Gowtham Sarveswaran
Profile photo of Gowtham

Based in Denver. Building cloud infrastructure at Spectrum, and building AI infrastructure tools on nights and weekends because I like understanding systems all the way down.

I build cloud platforms that get calmer as they scale.

Site Reliability Engineer / Cloud Platform Engineer / ML infrastructure builder

I work on Kubernetes, AWS, Terraform, observability, incident response, FinOps, and automation for production systems. I like the kind of engineering where the proof is simple: fewer repeated pages, safer deploys, clearer failure modes, and systems that are easier for the next person to operate.

Projects

Small tools, real systems, public receipts.

  • Redline

    Local-first eval infrastructure that turns prompt logs into regression suites and blocks unsafe prompt/model changes in CI.

  • Jawbreaker

    MiniCPM5-1B scam detection with a custom LoRA, 632-case eval suite, model, dataset, and Gradio Space.

  • Link

    Local, source-backed memory for AI agents: Markdown wiki, reviewed memories, CLI/MCP/skills, and a local viewer.

  • Picochat

    End-to-end small-language-model factory with dashboard training, honest evals, contamination checks, release gates, serving, and H100/H200 runbooks.

Hackathons

Short builds, real constraints.

  • OpenAI Parameter Golf Challenge

    Accepted non-record submissions. Worked through 8xH100 training throughput, resource contention, scheduling pressure, and hardware constraints at scale.

  • Hugging Face Build Small Hackathon

    Built Jawbreaker: a local scam-detection SLM for a real family safety problem, with MiniCPM fine-tuning, custom LoRA, a 632-case eval suite, published model, open dataset, and live Gradio Space.

Work

Production infrastructure, not slideware.

  • Public Cloud Engineer, Spectrum 2025-present

    Cloud foundations work across AWS, Kubernetes, observability, automation, identity/access management, cost optimization, and on-call reliability.

  • Cloud Systems Engineer IV, Spectrum 2021-2025

    Kubernetes and Docker operations, Terraform/Ansible delivery patterns, ArgoCD GitOps, monitoring automation, Tailscale access, deploy safety, and stateful workload reliability on RDS Aurora.
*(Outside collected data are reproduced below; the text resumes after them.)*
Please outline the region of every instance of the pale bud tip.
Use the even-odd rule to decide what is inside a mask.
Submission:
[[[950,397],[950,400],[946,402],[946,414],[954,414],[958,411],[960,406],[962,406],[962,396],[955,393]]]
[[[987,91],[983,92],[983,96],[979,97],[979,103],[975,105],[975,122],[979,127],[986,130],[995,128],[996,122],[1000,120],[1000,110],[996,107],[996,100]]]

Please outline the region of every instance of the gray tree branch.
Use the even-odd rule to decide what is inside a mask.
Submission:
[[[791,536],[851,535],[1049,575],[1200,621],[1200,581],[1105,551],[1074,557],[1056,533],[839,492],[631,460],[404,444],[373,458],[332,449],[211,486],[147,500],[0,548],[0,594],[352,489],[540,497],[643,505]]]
  • Cloud Systems Engineer II/III, Spectrum 2016-2021

    Python and Bash automation, Helm and GitLab CI/CD, AWS best-practices training, and infrastructure tooling proofs of concept.

Systems

Things I like working on.

  • Kubernetes platforms and EKS operations
  • Terraform, Terragrunt, GitOps, CI/CD
  • Prometheus, Grafana, Splunk, alert quality
  • Datadog, CloudWatch, ELK, service health
  • Incident response and post-incident automation
  • SSO, Cognito, Entra ID, SCIM, access reviews
  • Cloud cost optimization and FinOps
  • GPU clusters, eval pipelines, MCP tooling
  • Model and prompt release gates
  • Runbooks that become automation

Education

Short version.

  • MS in Computer Engineering, University of Colorado Denver.
  • MBA in Global Leadership, Colorado Technical University.
  • AWS SysOps Certified. Certified Kubernetes Administrator.